- Answer
In CNC machining, the most difficult materials to process are usually super – hard alloys (such as tungsten steel, titanium alloy), ceramic materials (such as zirconia, silicon carbide), and high – temperature alloys (such as nickel – based alloys). These materials have extremely high hardness (Rockwell hardness can reach above HRC60), strong wear resistance, and are prone to generating high temperatures during processing, resulting in severe tool wear. Special processes and equipment are required for their processing.
- Explanation (A vivid and simple metaphor)
Processing these materials is like “carving on granite with a pencil”:
Super – hard alloys: They are like “metal – version diamonds”. Their hardness is close to that of rocks. When milling with ordinary tools, it’s like cutting steel with a wooden knife, and the cutting edge will wear out rapidly (similar to scratching glass with a plastic ruler).
Ceramic materials: They are like “fragile glass bricks”. They are so hard that they can scratch metals, but are likely to crack during processing (similar to hitting glass with a hammer, which will shatter into pieces if too much force is applied).

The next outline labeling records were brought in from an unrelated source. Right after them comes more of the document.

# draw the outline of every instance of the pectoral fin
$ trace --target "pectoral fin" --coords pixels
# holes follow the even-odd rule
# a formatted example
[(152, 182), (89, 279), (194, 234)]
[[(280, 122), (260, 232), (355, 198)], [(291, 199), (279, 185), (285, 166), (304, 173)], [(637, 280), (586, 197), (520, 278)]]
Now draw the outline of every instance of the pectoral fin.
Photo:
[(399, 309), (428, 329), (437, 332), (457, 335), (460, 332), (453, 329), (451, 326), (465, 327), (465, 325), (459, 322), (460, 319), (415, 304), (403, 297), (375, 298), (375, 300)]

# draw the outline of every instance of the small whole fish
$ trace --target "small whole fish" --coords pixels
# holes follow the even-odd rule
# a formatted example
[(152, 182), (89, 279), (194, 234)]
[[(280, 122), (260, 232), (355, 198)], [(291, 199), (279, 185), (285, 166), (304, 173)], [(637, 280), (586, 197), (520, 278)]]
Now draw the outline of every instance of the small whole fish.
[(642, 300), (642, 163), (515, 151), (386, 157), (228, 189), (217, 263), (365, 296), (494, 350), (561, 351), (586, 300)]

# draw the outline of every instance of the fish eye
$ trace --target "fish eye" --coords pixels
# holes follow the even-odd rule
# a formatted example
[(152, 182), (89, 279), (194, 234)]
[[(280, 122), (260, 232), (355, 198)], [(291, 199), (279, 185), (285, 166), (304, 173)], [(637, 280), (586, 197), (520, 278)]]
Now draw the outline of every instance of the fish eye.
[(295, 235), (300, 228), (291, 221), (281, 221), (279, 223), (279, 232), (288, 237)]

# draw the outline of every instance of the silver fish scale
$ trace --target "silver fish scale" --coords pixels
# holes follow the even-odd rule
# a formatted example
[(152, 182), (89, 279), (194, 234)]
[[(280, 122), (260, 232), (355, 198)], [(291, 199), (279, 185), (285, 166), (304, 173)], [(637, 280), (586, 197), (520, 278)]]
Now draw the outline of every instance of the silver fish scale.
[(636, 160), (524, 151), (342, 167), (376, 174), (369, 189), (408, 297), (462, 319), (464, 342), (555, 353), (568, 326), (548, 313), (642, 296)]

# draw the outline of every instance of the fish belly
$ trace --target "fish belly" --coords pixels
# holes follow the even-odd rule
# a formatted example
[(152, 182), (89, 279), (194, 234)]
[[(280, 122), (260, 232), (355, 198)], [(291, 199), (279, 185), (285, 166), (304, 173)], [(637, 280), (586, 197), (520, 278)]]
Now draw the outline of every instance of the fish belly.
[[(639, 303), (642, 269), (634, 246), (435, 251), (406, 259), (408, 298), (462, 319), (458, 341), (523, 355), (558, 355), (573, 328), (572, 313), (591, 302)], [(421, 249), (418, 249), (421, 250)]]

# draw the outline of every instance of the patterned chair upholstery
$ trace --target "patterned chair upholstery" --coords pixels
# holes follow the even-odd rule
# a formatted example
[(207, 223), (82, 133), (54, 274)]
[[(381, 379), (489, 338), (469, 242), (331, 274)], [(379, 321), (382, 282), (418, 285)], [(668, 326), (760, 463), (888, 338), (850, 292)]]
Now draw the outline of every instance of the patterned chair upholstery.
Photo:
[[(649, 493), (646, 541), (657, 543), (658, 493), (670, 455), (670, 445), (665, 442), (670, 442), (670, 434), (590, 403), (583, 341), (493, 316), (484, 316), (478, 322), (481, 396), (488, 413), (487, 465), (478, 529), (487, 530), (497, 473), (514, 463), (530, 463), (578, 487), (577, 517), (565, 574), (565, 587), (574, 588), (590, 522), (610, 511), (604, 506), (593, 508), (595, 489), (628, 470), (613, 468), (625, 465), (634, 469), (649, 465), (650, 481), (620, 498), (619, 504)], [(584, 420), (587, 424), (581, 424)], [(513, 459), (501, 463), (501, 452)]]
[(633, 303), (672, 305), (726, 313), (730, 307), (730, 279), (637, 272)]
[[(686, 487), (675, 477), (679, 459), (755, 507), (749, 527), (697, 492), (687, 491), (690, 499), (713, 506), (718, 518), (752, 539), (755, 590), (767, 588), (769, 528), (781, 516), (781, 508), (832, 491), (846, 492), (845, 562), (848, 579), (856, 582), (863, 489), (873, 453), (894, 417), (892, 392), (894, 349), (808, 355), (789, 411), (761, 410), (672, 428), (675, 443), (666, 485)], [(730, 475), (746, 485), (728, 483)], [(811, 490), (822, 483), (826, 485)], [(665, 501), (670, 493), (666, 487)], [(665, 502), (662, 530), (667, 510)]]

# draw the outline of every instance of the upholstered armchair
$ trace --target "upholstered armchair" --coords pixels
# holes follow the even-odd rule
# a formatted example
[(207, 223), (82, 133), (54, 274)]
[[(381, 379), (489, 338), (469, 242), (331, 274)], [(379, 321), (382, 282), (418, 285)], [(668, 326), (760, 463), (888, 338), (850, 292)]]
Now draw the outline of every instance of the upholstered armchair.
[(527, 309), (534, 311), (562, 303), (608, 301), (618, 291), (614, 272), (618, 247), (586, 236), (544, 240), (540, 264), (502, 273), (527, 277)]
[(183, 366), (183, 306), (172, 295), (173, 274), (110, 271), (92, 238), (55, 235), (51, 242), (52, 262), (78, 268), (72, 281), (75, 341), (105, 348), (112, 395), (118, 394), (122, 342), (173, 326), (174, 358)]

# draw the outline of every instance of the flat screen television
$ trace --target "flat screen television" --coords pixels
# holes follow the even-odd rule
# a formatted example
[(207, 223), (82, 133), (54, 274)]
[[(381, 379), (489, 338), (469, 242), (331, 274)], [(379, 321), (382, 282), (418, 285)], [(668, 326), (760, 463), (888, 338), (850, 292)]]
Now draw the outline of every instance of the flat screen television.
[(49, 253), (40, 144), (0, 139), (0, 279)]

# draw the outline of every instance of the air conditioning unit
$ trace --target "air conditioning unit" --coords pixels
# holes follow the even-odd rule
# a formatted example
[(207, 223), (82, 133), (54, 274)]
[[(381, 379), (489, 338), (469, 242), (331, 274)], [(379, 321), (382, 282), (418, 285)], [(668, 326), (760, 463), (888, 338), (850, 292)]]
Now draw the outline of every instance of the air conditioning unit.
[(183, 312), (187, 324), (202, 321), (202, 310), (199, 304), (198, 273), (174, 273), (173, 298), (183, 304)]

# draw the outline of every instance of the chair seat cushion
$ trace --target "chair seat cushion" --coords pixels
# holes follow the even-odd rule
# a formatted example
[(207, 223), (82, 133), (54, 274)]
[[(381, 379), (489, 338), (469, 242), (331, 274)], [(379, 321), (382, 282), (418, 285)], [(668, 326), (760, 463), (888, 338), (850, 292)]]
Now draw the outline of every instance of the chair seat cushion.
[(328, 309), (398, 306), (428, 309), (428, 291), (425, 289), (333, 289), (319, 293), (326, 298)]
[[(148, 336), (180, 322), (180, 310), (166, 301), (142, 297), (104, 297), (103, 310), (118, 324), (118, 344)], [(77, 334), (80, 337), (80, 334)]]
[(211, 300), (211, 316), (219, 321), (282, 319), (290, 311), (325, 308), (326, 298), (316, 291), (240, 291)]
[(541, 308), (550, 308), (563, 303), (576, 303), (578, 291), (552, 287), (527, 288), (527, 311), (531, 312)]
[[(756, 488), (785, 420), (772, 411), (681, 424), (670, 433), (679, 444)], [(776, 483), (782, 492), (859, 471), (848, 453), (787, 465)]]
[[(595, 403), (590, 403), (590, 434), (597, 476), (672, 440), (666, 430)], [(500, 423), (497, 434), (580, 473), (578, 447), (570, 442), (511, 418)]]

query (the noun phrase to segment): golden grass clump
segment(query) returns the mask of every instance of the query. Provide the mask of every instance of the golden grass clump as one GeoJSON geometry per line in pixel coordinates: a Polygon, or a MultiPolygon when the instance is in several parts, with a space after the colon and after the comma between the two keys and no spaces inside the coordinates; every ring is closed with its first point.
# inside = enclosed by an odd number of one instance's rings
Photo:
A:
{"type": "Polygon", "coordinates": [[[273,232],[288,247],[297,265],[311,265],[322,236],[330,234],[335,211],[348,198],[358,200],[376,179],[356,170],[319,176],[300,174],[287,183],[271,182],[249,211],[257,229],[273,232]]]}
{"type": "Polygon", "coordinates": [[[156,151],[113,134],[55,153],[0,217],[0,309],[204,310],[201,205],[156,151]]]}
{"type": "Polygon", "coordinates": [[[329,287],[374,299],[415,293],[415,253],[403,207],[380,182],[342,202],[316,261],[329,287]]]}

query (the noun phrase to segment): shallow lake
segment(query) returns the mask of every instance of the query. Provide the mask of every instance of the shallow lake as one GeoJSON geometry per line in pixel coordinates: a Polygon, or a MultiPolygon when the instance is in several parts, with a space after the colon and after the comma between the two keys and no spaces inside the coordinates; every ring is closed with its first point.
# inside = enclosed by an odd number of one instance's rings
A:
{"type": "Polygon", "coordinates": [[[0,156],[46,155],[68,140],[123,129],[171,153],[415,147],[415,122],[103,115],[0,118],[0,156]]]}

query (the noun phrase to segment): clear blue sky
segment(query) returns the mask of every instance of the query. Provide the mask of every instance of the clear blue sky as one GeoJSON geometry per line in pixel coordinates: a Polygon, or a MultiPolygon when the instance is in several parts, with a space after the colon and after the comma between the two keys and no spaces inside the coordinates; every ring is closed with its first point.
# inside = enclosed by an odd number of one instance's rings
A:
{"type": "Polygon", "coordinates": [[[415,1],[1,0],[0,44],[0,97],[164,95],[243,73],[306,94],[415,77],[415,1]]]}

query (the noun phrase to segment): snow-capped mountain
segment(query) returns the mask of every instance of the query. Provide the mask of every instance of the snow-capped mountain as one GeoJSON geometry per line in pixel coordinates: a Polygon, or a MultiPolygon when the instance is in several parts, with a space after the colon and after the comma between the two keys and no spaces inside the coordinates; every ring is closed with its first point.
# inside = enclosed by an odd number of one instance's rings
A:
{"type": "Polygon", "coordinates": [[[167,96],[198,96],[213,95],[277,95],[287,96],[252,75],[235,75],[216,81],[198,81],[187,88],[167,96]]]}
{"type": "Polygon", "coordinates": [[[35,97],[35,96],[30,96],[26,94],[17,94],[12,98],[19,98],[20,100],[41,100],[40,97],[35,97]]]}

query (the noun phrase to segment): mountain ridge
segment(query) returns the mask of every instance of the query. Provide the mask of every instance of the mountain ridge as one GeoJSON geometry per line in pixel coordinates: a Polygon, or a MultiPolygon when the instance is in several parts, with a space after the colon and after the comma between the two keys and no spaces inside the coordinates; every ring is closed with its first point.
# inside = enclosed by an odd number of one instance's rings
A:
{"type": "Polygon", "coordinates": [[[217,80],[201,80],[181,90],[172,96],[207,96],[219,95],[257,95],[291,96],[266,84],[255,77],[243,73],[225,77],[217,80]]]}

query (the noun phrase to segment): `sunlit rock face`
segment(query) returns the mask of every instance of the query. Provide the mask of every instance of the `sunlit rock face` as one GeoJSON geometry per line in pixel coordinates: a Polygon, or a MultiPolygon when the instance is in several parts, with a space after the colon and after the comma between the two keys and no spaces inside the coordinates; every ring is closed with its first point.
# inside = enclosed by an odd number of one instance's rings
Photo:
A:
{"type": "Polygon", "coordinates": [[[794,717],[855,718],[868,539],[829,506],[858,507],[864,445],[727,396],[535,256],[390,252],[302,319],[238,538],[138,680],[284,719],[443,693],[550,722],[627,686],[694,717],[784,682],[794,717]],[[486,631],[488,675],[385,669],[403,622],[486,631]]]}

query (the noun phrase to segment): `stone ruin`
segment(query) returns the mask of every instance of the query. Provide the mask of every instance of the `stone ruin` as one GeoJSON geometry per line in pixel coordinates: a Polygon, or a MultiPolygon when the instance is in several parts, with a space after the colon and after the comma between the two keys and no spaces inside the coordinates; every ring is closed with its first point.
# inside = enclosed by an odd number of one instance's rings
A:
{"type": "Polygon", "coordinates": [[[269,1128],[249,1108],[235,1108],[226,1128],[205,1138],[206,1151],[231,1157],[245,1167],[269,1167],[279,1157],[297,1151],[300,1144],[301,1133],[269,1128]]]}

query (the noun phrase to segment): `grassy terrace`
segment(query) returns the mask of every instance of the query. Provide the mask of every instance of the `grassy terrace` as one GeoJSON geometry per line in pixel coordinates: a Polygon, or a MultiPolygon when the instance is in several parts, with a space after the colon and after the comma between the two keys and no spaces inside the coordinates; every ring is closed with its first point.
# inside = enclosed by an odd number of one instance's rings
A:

High – temperature alloys: They are like “heat – generating plasticine”. During processing, the material softens due to high temperatures and sticks to the tool, just like chewing gum sticking to the sole of a shoe, which is difficult to clean, and can also “burn” the tool.
- Problem Expansion
Core Reasons for Difficulty in Processing and Coping Technologies
Super – hard alloys (such as tungsten steel)
Difficulties: The hardness reaches HRC80 (three times harder than ordinary steel), and the thermal conductivity is poor. During processing, heat concentrates on the tool edge, causing the blade to wear out quickly (the lifespan is only 1/10 of that for ordinary steel).
Solutions:
Use cubic boron nitride (CBN) tools or diamond – coated tools, whose hardness is close to that of natural diamonds (HV3000+).
Adopt slow feed + high – pressure cooling, for example, the feed rate is only 0.1mm per minute, and at the same time, use liquid nitrogen spraying for cooling.
Application scenarios: Processing cemented carbide molds (such as the inner hole of drawing dies), aerospace engine nozzles.
Ceramic materials (such as silicon carbide ceramics)
Difficulties: The hardness reaches HV2000 (second only to diamonds), but they are brittle, and micro – cracks are likely to occur during processing (similar to carving ice with a knife, which will crack if the force is uneven).
Solutions:
Use electrical discharge machining (EDM) or ultrasonic vibration cutting, reducing stress concentration through high – frequency vibration.
Pre – heat the material to 300℃ before processing to reduce brittleness (similar to heating glass before cutting).
Application scenarios: Electronic packaging substrates (requiring high – precision holes), ceramic bearing rings.
High – temperature alloys (such as Inconel 718 nickel – based alloy)
Difficulties: It still maintains high strength above 600℃. During processing, the material has high viscosity and is likely to form a “built – up edge” on the rake face of the tool (similar to dough sticking to a rolling pin), resulting in a sudden increase in cutting force and deterioration of surface roughness.
Solutions:
Use coated cemented carbide tools (such as TiAlN coating, which can withstand high temperatures up to 1100℃).
Adopt a trochoidal milling path to reduce the contact time between the tool and the material and avoid overheating (similar to quickly combing through knotted hair with a comb to reduce pulling force).
Application scenarios: Aero – engine turbine blades (required to withstand 1200℃ high temperature), high – pressure valves in nuclear power plants.
Future Breakthroughs in Processing Technologies
Laser – assisted machining: First, use a laser beam to locally soften the super – hard material, and then cut with a tool, with an efficiency increase of 5 times (such as the laser – CNC composite machine tool of the Fraunhofer Institute in Germany).
Nano – coated tools: Through multi – layer nano – films (such as AlCrN/VN coating), the tool life can be extended to 8 times that of traditional tools, and it has been used in the medical field to process titanium – alloy artificial joints.
The processing challenges of these materials drive the development of cutting technologies towards “harder, cooler, and smarter”. Each breakthrough means an upgrade in manufacturing in cutting – edge fields such as aerospace and precision medicine.